Clinical implications for affected parents and siblings of probands with long-QT syndrome

John Kimbrough, Arthur J. Moss, Wojciech Zareba, Jennifer L. Robinson, W. Jackson Hall, Jesaia Benhorin, Emanuela H. Locati, Aharon Medina, Carlo Napolitano, Silvia Priori, Peter J. Schwartz, Katherine Timothy, Jeffrey Towbin, G. Michael Vincent, Li Zhang

Research output: Contribution to journalArticle

60 Citations (Scopus)

Abstract

Background - Whenever a proband is identified with long-QT syndrome (LQTS), his or her parents and siblings should be evaluated regarding the possibility of carrying the disorder. In the majority of cases, one of the proband's parents and one or more siblings are affected. The aim of this study was (1) to determine whether the clinical severity of LQTS in the proband is useful in identifying first-degree family members at high risk for cardiac events, and (2) to evaluate the clinical course of affected parents and siblings of LQTS probands. Methods and Results - The clinical and ECG characteristics of 211 LQTS probands and 791 first-degree relatives (422 parents and 369 siblings) were studied to determine if the clinical profile of the proband is useful in determining the clinical severity of LQTS in affected parents and siblings. Affected female parents of an LQTS proband had a greater cumulative risk for a first cardiac event than affected male parents.

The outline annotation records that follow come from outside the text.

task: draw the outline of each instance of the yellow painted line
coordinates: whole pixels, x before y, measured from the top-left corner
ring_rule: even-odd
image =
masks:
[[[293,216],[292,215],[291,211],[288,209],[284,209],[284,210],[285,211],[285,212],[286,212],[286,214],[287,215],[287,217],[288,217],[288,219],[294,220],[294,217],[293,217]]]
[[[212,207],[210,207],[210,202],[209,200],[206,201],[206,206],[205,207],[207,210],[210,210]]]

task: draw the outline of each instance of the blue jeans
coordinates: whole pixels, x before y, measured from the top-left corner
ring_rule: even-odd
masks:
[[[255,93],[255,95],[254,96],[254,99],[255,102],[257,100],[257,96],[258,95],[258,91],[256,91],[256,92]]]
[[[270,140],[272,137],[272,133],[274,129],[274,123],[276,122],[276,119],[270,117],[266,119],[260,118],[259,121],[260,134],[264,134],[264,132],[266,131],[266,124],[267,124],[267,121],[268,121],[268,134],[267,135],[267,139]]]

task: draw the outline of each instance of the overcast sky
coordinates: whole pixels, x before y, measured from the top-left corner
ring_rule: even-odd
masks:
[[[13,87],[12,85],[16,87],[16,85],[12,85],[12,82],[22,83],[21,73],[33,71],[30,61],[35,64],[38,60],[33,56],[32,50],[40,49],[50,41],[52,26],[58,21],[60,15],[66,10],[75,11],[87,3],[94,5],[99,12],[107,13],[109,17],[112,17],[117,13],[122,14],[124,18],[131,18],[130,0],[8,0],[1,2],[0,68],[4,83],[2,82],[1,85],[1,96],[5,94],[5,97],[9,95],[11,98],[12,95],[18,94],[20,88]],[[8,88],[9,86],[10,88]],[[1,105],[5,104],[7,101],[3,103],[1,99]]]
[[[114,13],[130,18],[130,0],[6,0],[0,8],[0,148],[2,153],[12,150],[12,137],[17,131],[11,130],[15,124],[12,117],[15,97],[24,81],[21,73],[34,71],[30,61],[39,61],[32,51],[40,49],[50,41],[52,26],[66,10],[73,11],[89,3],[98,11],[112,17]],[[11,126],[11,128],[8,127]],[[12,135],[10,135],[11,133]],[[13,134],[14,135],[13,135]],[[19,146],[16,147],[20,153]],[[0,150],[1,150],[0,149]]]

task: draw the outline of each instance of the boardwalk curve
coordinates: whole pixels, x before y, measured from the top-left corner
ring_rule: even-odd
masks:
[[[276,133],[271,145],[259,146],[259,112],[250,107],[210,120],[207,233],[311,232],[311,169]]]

The probability of a parent or sibling having a first cardiac event was not significantly influenced by the severity of the proband's clinical symptoms. Female sex and QTc duration were risk factors for cardiac events among affected parents, and QTc was the only risk factor for cardiac events in affected siblings. Conclusions - The severity profile of LQTS in a proband was not found to be useful in identifying the clinical severity of LQTS in affected first-degree relatives of the proband.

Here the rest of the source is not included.